Oh, say, can you see?

By Martha Reed

Whenever someone tells me they’ve read one of my stories, I make it a point to ask for feedback. I’m way past the point where I take things personally, and I believe that when I hear first person criticism or comments about my work that if I can learn from it, it will make me a better writer next time.

I heard one such comment over the weekend. The mother of a friend read my Nantucket mystery novel and said she wished I had detailed the characters better. She had trouble imagining what they looked like. That surprised me, because I’m very careful about delineating my characters and I deliberately try not to put too much information in my stories thinking that the reader will want to fill in some of the pertinent details themselves. The remark did make me go back though and take a good hard look at my characters, and since I have a story that continues across more than one novel, I decided I needed to create a character bible.

A character bible is a wonderful writerly tool. I started a folder with plastic sleeves, and whenever I come across a magazine advertisement with a model that catches my eye I clip it out and put it in my bible. Each of my characters has a page with their name on it, and the binder is filling up with visual information. Sometimes the people in the advertisements who represent one specific character don’t even really resemble each other but there was something about a glance or a look or even a pose that reminds me of one aspect of that particular character.

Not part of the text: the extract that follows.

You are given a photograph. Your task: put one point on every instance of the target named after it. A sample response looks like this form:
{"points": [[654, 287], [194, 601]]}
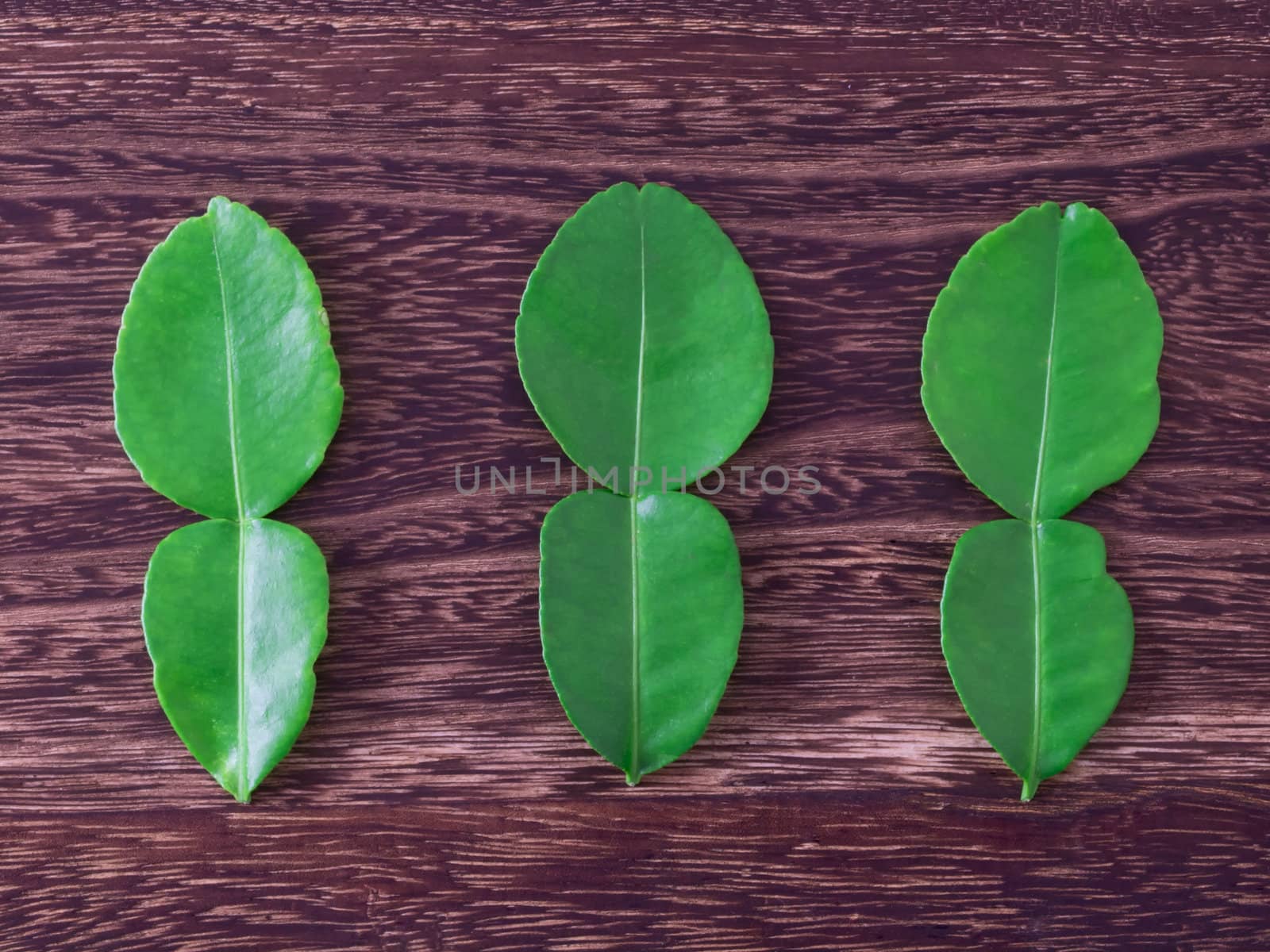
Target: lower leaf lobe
{"points": [[1038, 640], [641, 609]]}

Sometimes I save pictures of movie stars. Personally, I think that’s a little like cheating although I see it all the time and I’ve used it myself. For instance, if you want a quick description you have someone in the book say: “He looked just like Paul Newman.” Easy fix.

Continuity Girl

An additional benefit to a character bible, especially when you write over a period of time, is you create continuity, especially among secondary characters. If Scott has auburn hair in book one, he doesn’t suddenly go carrot red later on. Characters with glasses can keep using them to make a point. And I’m proving the best use of this tool as I age; nowadays, when I forget exactly which type of car Sue drives I can easily look it up in my bible rather than flipping through the pages looking for the original text!

4 comments:

Tory said...

What a great idea, Martha! I can imagine it's easier to write description when you have a picture sitting in front of you. Plus, it sounds fun.

I'll have to try it.

P.S. My word verification is "Nesse." Something to do with the Loch Ness monster, perhaps?

Annette said...

I do something similar. I keep a notebook full of character and location descriptions as well as notes on past relationships between characters. I draw maps of the locations that I make up with notes about where different characters live. This becomes more and more vital in a series, as you mentioned.

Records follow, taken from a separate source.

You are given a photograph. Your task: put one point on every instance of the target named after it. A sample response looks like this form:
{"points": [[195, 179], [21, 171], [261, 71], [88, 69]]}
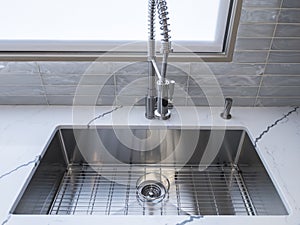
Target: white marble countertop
{"points": [[25, 130]]}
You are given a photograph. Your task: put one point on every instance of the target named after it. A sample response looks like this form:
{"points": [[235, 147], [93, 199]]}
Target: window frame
{"points": [[85, 50]]}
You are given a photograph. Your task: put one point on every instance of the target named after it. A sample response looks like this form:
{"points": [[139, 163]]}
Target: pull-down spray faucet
{"points": [[157, 99]]}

I keep pictures, but I'm betting my collection isn't nearly as neat as yours. Mine are all shoved into one cubby of my desk.

Tory, I think we should save all these word verifications and use them to start a new language.

Wilfred Bereswill said...

Martha,

Remember, all the praise in the world doesn't make out stories better. It's that good constructive critisism that helps.

I create a complete bio for my main characters so I can keep them consistent with thier own personalities.

This is great advice.

Anonymous said...

Gosh, I can't imagine wanting so detailed a description of a character. I know authors feel an obligation to do so, but I never heed it. The situation and a few details creates a picture in my head, rarely anything like the detailed description, which I would really know since I never finish reading them.
Different strocks, and I concede to your authority since you are published and I am not.